Godin is a very unusual guitar manufacturer. That is something most guitar aficionados can agree upon. For starters, they are actually the parent company which owns brands like Seagull.
The main thing that got Godin and their daughter companies famous was the quality of their product delivered at very attractive prices. We are talking North American made instruments, built by some of the best luthiers in the business, using premium materials.
Finding a North American made guitar under a $1000 is borderline impossible, let a lone less than that.But that’s the situation regarding their acoustic guitars.
What about Godin’s electric guitars?
Well, Godin Radiator is a perfect example of what this company is capable of doing. Today we’re going to take a closer look and see what makes the Radiator so different.
What makes the Radiator so different ?
By all means, Radiator is anything but an average guitar. It’s appearance, shape, and finally design are all a bit on the odd side. However, that is not a surprise since we are talking about Godin here.
This company is known for pushing the boundaries of what is canon in the industry. Radiator just follows that policy. As you are about to find out, Godin chose some pretty interesting solutions for this model.
The overall shape of the guitar is a modified Les Paul design with some significant differences. The wood of choice for the body is solid Silver Leaf Maple, while the neck is Rock Maple.
Fretboards can be either maple or rosewood, depending on what suits you more. Bridge is odd to say the least. When you first look at the saddles, you will probably think something is not right with the guitar. Unlike it’s the case with other reputable brands, Godin’s bridge on the Radiator looks chaotic and bent out of shape.

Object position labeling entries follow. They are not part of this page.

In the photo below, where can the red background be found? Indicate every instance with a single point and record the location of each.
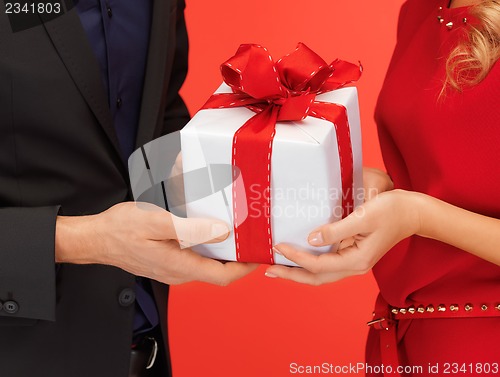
(259, 326)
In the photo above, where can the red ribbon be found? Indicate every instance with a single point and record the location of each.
(281, 91)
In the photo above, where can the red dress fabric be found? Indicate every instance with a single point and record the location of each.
(448, 148)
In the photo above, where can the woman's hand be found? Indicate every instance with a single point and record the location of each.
(375, 227)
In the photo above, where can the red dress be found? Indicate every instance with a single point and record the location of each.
(448, 148)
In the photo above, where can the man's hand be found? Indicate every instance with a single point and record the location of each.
(143, 239)
(375, 227)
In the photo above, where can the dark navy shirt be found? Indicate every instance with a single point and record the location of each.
(118, 32)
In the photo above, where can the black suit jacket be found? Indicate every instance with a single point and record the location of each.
(59, 154)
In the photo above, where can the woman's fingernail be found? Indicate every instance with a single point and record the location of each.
(219, 230)
(275, 249)
(316, 239)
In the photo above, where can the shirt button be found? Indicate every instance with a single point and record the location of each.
(126, 297)
(10, 307)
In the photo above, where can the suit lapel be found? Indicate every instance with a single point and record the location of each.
(154, 81)
(73, 47)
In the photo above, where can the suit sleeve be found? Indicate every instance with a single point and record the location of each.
(27, 264)
(176, 112)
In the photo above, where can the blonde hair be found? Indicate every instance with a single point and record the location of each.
(470, 61)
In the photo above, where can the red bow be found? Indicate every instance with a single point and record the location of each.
(281, 91)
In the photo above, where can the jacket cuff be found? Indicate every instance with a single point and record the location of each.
(27, 262)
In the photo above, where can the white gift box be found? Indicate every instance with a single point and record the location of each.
(306, 187)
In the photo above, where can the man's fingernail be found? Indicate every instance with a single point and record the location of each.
(219, 230)
(316, 239)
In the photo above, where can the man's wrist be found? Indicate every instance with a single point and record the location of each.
(74, 240)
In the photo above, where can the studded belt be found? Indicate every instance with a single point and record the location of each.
(386, 317)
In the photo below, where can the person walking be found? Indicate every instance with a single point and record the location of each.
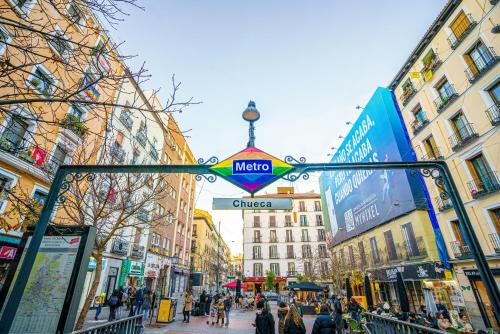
(264, 321)
(188, 306)
(324, 323)
(293, 322)
(146, 305)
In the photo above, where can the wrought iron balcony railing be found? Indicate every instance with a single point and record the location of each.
(485, 184)
(446, 98)
(463, 136)
(460, 249)
(462, 30)
(482, 64)
(493, 114)
(443, 204)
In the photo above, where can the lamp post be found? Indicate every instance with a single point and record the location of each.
(251, 115)
(173, 260)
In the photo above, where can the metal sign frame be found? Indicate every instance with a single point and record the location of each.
(65, 175)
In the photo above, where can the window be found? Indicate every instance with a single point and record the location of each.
(303, 220)
(390, 247)
(321, 235)
(410, 240)
(272, 236)
(272, 221)
(375, 252)
(305, 235)
(257, 255)
(257, 269)
(273, 252)
(275, 268)
(4, 39)
(13, 136)
(256, 221)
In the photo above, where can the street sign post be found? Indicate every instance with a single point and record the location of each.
(252, 203)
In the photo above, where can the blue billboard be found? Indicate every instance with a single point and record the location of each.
(358, 200)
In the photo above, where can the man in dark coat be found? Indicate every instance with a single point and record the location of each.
(324, 323)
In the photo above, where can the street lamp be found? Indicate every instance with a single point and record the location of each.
(251, 115)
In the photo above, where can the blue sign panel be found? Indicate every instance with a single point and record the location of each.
(356, 201)
(252, 167)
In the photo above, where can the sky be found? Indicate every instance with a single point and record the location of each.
(306, 64)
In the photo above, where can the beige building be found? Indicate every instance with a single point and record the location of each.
(449, 94)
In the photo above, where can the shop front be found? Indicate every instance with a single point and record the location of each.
(425, 282)
(482, 301)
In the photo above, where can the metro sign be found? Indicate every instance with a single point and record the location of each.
(252, 169)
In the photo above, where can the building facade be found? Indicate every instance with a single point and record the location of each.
(448, 91)
(286, 242)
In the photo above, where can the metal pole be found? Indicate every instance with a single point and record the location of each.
(10, 308)
(475, 247)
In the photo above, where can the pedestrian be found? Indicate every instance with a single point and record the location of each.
(146, 305)
(114, 303)
(139, 300)
(293, 322)
(282, 311)
(227, 307)
(98, 306)
(264, 321)
(188, 306)
(324, 323)
(337, 308)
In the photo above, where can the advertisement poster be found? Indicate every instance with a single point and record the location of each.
(355, 201)
(43, 299)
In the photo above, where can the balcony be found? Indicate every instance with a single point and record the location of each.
(407, 95)
(481, 65)
(463, 29)
(463, 136)
(126, 120)
(485, 184)
(435, 154)
(495, 241)
(493, 114)
(419, 124)
(460, 250)
(443, 204)
(117, 152)
(137, 251)
(120, 247)
(443, 101)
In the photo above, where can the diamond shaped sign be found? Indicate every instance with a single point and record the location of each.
(252, 169)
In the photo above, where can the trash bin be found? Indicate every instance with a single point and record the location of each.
(166, 310)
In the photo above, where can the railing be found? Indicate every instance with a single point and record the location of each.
(418, 124)
(443, 101)
(376, 324)
(443, 204)
(462, 29)
(463, 136)
(482, 64)
(487, 183)
(460, 249)
(493, 114)
(495, 241)
(407, 95)
(130, 325)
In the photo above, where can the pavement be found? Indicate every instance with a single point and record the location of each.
(240, 323)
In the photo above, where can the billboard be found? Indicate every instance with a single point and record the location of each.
(358, 200)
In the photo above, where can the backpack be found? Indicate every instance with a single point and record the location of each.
(113, 301)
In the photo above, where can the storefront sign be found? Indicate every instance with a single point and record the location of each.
(252, 203)
(251, 169)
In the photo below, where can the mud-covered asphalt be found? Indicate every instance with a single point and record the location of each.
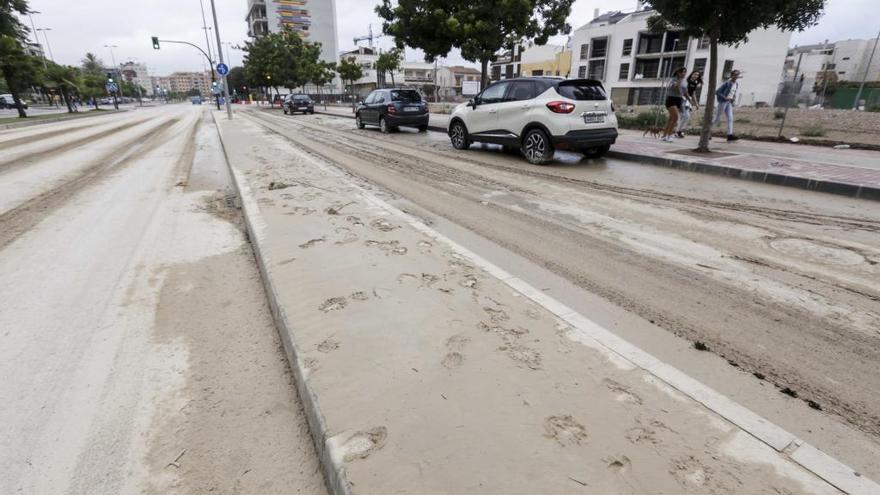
(782, 284)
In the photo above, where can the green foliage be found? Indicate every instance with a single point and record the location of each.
(478, 28)
(389, 62)
(653, 117)
(280, 59)
(729, 22)
(814, 130)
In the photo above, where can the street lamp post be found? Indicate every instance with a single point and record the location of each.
(44, 30)
(220, 56)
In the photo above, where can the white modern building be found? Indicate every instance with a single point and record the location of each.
(634, 64)
(313, 20)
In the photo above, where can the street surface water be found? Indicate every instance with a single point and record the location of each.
(137, 351)
(779, 285)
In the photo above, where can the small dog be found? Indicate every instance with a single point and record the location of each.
(653, 131)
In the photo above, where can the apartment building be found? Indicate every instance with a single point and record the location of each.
(313, 20)
(633, 63)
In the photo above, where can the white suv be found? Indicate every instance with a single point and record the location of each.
(538, 115)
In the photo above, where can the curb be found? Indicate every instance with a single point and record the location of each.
(334, 471)
(781, 441)
(831, 187)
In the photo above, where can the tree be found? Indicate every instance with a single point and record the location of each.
(20, 71)
(729, 22)
(480, 29)
(350, 70)
(389, 62)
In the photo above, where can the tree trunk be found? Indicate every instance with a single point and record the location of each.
(710, 96)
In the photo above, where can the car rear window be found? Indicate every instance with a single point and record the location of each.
(406, 96)
(582, 90)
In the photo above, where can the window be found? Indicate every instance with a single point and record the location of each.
(728, 68)
(585, 52)
(600, 48)
(596, 69)
(521, 90)
(494, 93)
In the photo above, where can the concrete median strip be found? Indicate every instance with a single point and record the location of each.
(424, 368)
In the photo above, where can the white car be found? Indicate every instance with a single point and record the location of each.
(538, 115)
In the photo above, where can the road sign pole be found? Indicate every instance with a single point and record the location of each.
(220, 56)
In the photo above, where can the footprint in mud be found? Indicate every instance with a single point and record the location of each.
(524, 355)
(624, 394)
(328, 346)
(453, 360)
(619, 464)
(313, 243)
(333, 304)
(565, 430)
(363, 443)
(689, 471)
(383, 225)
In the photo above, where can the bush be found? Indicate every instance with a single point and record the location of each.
(813, 131)
(641, 120)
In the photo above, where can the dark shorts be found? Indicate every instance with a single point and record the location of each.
(674, 101)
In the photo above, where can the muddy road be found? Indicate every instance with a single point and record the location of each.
(781, 284)
(132, 315)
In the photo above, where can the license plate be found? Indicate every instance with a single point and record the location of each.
(594, 118)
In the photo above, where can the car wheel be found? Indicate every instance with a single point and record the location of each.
(459, 137)
(596, 152)
(537, 148)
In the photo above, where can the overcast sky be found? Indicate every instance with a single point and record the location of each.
(87, 25)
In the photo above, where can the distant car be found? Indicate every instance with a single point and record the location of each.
(538, 115)
(298, 103)
(393, 108)
(7, 101)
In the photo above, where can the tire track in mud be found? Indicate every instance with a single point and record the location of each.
(643, 195)
(684, 302)
(23, 218)
(21, 161)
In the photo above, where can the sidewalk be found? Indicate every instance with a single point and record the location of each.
(426, 369)
(854, 173)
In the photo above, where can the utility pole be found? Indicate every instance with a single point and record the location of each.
(220, 44)
(867, 70)
(788, 104)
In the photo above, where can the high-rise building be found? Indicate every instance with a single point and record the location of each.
(313, 20)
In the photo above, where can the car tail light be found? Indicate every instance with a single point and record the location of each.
(561, 107)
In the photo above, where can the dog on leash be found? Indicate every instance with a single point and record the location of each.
(653, 131)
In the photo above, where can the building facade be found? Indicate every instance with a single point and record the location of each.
(634, 64)
(313, 20)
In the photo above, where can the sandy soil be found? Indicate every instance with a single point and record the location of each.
(139, 348)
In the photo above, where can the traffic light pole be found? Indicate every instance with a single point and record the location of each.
(220, 54)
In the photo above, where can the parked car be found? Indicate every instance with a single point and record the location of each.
(298, 103)
(393, 108)
(7, 101)
(538, 115)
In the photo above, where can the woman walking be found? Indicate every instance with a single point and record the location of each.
(675, 93)
(694, 82)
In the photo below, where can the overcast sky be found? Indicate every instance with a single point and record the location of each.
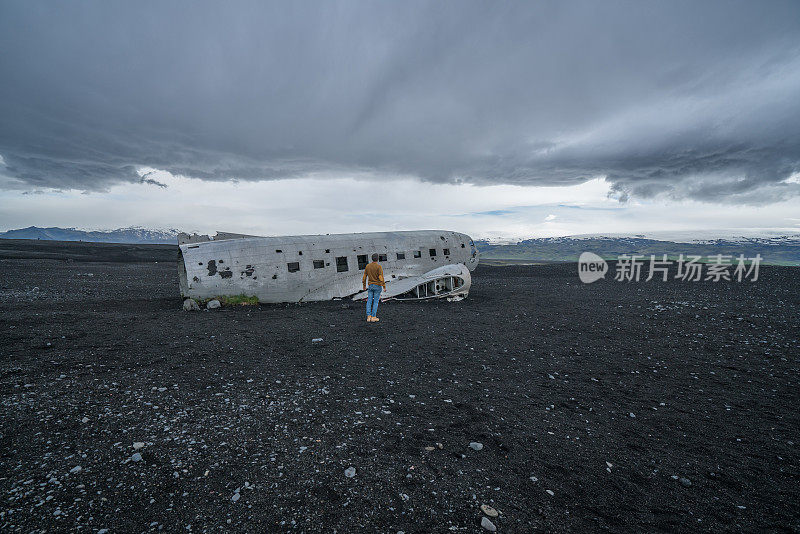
(495, 118)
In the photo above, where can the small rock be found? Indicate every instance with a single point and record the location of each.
(488, 510)
(488, 525)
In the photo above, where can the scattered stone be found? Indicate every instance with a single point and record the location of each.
(488, 525)
(488, 510)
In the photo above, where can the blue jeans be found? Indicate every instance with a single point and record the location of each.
(373, 298)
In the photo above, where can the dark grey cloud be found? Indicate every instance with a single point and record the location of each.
(686, 99)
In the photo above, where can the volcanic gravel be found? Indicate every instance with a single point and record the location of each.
(625, 407)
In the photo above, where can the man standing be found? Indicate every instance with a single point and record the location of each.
(373, 272)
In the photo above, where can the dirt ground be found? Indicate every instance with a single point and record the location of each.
(623, 407)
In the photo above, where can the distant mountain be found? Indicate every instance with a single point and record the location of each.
(121, 235)
(777, 250)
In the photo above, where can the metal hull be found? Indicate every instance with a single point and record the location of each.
(319, 267)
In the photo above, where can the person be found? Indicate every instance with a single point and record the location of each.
(374, 273)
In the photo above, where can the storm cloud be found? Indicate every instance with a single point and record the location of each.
(679, 99)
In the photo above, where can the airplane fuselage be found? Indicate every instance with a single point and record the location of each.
(319, 267)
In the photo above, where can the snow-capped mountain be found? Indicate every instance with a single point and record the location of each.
(133, 234)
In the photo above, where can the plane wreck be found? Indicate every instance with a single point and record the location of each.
(417, 265)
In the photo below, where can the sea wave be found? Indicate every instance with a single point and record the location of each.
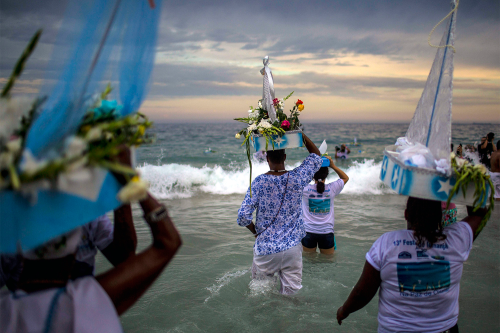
(171, 181)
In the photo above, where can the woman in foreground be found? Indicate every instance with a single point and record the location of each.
(49, 300)
(418, 271)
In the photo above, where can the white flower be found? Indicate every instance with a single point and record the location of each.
(265, 124)
(78, 164)
(6, 159)
(461, 162)
(14, 146)
(481, 168)
(30, 165)
(254, 114)
(135, 190)
(94, 134)
(76, 147)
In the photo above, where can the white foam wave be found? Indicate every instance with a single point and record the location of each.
(171, 181)
(223, 281)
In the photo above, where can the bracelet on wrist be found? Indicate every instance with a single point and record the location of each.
(156, 215)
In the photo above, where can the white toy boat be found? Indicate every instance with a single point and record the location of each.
(431, 127)
(292, 139)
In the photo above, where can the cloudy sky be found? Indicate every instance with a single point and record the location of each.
(349, 61)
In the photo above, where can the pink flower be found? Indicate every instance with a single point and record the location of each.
(285, 125)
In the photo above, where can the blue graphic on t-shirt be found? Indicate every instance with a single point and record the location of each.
(319, 206)
(423, 276)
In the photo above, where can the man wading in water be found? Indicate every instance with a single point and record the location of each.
(279, 226)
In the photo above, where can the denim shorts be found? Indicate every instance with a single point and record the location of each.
(323, 241)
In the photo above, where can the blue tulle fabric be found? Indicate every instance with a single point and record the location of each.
(100, 41)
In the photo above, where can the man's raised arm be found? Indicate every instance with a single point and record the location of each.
(311, 147)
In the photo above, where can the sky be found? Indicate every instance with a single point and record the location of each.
(349, 61)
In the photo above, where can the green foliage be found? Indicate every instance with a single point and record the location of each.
(289, 95)
(257, 116)
(467, 174)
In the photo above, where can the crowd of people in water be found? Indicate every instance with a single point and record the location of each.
(416, 271)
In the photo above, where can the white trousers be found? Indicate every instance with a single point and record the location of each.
(288, 265)
(495, 179)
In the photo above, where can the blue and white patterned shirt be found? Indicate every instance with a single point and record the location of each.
(287, 230)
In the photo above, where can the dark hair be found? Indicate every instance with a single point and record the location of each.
(276, 156)
(321, 175)
(425, 217)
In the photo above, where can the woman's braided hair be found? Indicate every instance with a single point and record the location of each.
(425, 217)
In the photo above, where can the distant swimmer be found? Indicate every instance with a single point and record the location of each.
(209, 151)
(317, 208)
(343, 152)
(495, 171)
(260, 156)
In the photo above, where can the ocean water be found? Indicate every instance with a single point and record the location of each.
(207, 286)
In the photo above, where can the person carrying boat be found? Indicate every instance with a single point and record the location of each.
(317, 207)
(495, 171)
(116, 242)
(343, 152)
(48, 301)
(418, 271)
(279, 225)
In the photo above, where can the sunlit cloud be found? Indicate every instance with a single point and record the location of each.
(348, 60)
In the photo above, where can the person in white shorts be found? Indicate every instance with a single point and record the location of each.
(317, 207)
(418, 271)
(279, 225)
(495, 171)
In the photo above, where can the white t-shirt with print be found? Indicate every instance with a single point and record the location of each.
(81, 307)
(420, 286)
(318, 207)
(97, 234)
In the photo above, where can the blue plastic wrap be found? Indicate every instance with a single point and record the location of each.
(97, 39)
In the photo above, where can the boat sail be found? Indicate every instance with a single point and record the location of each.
(431, 123)
(430, 132)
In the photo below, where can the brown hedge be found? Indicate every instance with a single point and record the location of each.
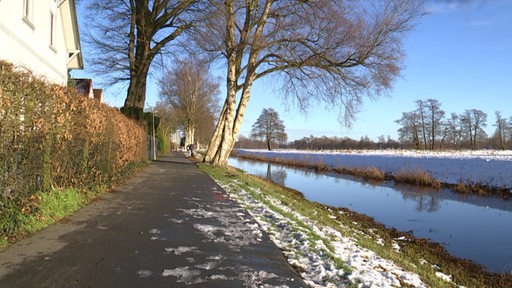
(51, 137)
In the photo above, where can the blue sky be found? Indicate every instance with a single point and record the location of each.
(460, 54)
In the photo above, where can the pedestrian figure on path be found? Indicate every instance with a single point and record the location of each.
(190, 148)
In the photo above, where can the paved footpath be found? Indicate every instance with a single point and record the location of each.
(169, 226)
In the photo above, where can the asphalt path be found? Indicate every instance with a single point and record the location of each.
(169, 226)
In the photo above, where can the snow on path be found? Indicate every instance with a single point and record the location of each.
(487, 167)
(302, 249)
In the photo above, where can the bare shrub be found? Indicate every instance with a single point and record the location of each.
(51, 137)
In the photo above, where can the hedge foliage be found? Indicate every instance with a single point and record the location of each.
(53, 138)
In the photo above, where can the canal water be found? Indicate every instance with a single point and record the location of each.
(468, 226)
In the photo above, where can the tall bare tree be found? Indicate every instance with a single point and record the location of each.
(410, 130)
(192, 91)
(474, 120)
(435, 120)
(269, 127)
(500, 134)
(332, 51)
(127, 35)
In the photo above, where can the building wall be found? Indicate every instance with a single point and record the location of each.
(25, 40)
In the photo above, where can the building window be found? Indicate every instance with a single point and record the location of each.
(52, 29)
(27, 12)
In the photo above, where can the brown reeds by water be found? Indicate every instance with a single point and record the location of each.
(417, 177)
(372, 174)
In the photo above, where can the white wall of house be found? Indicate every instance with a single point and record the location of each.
(40, 36)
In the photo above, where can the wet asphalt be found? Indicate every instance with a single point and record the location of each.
(169, 226)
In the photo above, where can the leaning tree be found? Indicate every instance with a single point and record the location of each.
(333, 51)
(190, 89)
(127, 35)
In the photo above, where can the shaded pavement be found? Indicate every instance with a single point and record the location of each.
(169, 226)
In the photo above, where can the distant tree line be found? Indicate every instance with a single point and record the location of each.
(428, 128)
(425, 128)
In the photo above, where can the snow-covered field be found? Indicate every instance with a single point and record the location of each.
(486, 167)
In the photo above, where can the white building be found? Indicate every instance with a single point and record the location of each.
(41, 36)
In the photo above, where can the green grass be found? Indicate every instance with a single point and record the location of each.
(415, 255)
(51, 207)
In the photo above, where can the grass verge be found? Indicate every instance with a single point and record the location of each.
(417, 255)
(46, 208)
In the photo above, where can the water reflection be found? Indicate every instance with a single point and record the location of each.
(468, 226)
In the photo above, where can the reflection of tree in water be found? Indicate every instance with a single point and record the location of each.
(278, 176)
(426, 199)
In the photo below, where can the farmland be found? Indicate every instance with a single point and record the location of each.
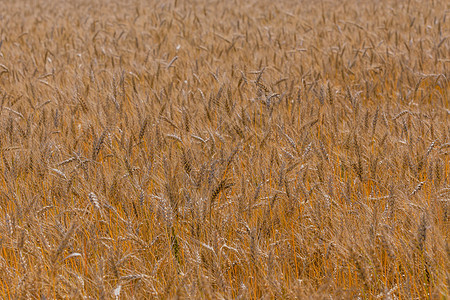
(224, 149)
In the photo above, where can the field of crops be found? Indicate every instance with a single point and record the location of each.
(224, 149)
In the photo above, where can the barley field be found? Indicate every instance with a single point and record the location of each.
(224, 149)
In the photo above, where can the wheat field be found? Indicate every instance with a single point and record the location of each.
(224, 149)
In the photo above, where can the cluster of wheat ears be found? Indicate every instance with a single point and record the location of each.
(224, 149)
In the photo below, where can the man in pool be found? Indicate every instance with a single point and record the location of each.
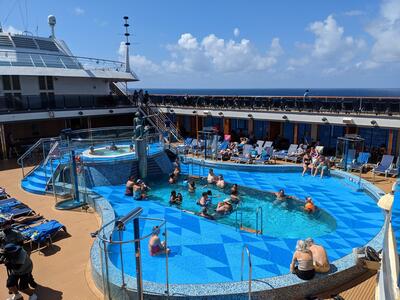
(320, 258)
(309, 206)
(224, 207)
(203, 200)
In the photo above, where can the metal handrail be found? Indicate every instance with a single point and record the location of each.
(259, 216)
(109, 240)
(40, 142)
(78, 62)
(246, 249)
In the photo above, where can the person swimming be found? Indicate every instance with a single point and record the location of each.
(211, 177)
(203, 200)
(221, 182)
(129, 186)
(224, 207)
(309, 206)
(204, 213)
(191, 186)
(171, 179)
(156, 246)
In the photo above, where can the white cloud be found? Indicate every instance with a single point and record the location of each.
(140, 64)
(12, 30)
(331, 42)
(188, 42)
(386, 32)
(79, 11)
(354, 13)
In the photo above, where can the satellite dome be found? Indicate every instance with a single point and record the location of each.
(52, 20)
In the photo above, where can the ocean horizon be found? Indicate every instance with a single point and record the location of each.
(353, 92)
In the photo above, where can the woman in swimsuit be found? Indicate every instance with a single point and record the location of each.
(306, 163)
(156, 246)
(129, 186)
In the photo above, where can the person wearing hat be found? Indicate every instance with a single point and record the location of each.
(9, 235)
(19, 268)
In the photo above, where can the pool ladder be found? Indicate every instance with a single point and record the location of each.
(246, 250)
(259, 219)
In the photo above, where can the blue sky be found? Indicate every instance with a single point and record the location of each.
(230, 44)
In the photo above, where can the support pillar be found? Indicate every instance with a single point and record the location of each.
(250, 126)
(314, 132)
(3, 144)
(141, 154)
(227, 126)
(390, 142)
(295, 133)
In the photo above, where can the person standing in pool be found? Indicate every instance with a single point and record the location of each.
(302, 262)
(191, 186)
(156, 246)
(129, 186)
(320, 258)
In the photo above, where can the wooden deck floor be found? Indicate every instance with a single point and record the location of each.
(364, 291)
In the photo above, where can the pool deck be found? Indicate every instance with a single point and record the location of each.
(49, 268)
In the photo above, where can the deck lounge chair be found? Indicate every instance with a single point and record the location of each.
(361, 161)
(284, 153)
(43, 232)
(384, 165)
(265, 157)
(186, 144)
(244, 157)
(394, 168)
(345, 162)
(319, 149)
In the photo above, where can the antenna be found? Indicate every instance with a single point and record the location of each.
(52, 22)
(127, 43)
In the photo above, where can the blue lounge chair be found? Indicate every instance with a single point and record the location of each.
(284, 153)
(42, 232)
(186, 144)
(265, 156)
(394, 168)
(347, 161)
(361, 161)
(384, 166)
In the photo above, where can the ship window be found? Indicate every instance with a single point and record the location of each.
(42, 83)
(49, 81)
(6, 83)
(46, 83)
(16, 83)
(11, 83)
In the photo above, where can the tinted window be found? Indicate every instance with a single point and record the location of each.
(6, 83)
(49, 80)
(42, 83)
(16, 83)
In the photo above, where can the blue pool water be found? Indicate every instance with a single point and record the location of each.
(279, 219)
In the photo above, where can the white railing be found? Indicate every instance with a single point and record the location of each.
(12, 58)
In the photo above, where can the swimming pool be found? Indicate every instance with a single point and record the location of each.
(287, 220)
(208, 252)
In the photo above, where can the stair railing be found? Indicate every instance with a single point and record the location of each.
(39, 146)
(259, 217)
(247, 251)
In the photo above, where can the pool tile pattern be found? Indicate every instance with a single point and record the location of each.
(204, 251)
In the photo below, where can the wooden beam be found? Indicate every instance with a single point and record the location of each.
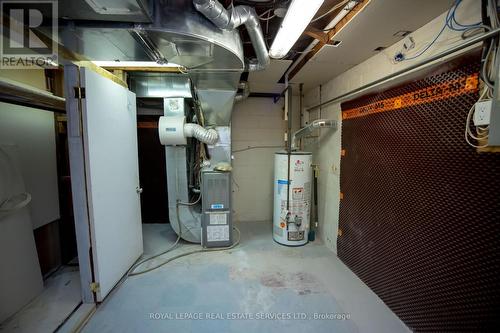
(330, 34)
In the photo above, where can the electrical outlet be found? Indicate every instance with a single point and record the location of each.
(482, 113)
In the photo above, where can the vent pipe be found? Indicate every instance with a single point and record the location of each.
(230, 20)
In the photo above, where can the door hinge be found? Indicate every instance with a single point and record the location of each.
(79, 92)
(95, 287)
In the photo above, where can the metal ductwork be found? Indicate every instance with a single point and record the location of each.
(230, 20)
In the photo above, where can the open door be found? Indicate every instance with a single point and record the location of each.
(102, 137)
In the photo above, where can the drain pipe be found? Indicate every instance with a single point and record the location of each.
(230, 20)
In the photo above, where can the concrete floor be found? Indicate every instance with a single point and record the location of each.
(258, 279)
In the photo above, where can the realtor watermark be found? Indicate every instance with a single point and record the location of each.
(248, 316)
(28, 34)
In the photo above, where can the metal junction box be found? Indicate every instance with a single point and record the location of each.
(216, 219)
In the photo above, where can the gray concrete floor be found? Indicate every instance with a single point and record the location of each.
(281, 288)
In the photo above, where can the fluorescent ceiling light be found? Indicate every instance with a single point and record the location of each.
(133, 64)
(298, 16)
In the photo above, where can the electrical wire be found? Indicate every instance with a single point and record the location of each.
(254, 147)
(337, 6)
(190, 253)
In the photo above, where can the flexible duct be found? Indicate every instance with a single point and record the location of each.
(230, 20)
(208, 136)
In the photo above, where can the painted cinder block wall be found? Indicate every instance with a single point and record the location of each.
(257, 122)
(326, 149)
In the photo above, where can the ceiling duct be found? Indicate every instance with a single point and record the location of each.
(230, 20)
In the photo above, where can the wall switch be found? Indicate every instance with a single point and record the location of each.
(482, 113)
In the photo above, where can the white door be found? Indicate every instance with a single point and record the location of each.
(102, 134)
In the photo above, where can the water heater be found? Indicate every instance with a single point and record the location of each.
(292, 197)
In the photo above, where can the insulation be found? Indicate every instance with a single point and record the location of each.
(420, 209)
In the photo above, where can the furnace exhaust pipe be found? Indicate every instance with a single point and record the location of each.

Covering the maple body is a plate that comes in various pearl finishes. Now come the interesting and unusual part. All of the electronics in this case two in house built single coils, come off with that plate.
Underneath you will find a routed cavity, which sorta makes this thing a semi hollow of some kind. The idea is that you can just replace the whole face plate and completely change the appearance of the guitar.
Speaking of pickups, these single coils are impressive in more ways than one. Godin definitely managed to design a low noise pickup that is very flexible.
Performance is usually the most questioned thing about this guitar. Not necessarily because Godin makes it, but more because of that routed cavity underneath the faceplate.
You would think that the guitar would lose a lot of its sonic properties since there isn’t as much wood underneath as we are used to. However, the guitar managed to overcome all those fears and deliver a very balanced tone.
Seriously, you can play anything from jazz and blues to light metal on this thing. The single coils developed by Godin have quite a bit of meat and range. You could almost go ahead and say they behave as less powerful humbuckers. Almost.
What we like
Godin Radiator features a very unique style and appearance. Their design solutions are unorthodox, but we definitely see why they made this guitar the way they made it. It offers a whole lot of sound for not a lot of money.
What we don’t like
The only real thing we didn’t like was the profile of the neck. For a 24 and 3/4 inch scale, it’s a bit thick. It suits this particular guitar well, but thicker necks profiles are not everyone’s cup of tea.
Overall, it may be said
Godin rarely fails to impress when they sit down and commit to deliver a good instrument. Godin Radiator may not be your regular blues guitar, or a rock guitar for that matter, but that is exactly where it draws its appeal.
The most shocking thing, or least shocking depending on who you ask, is the price. This feels decently under priced, although that is a running trend with Godin and its subsidiaries.
Whether this is a good guitar for you depends on what you play, but if you have an open mind and want something completely new, Radiator could be a good choice.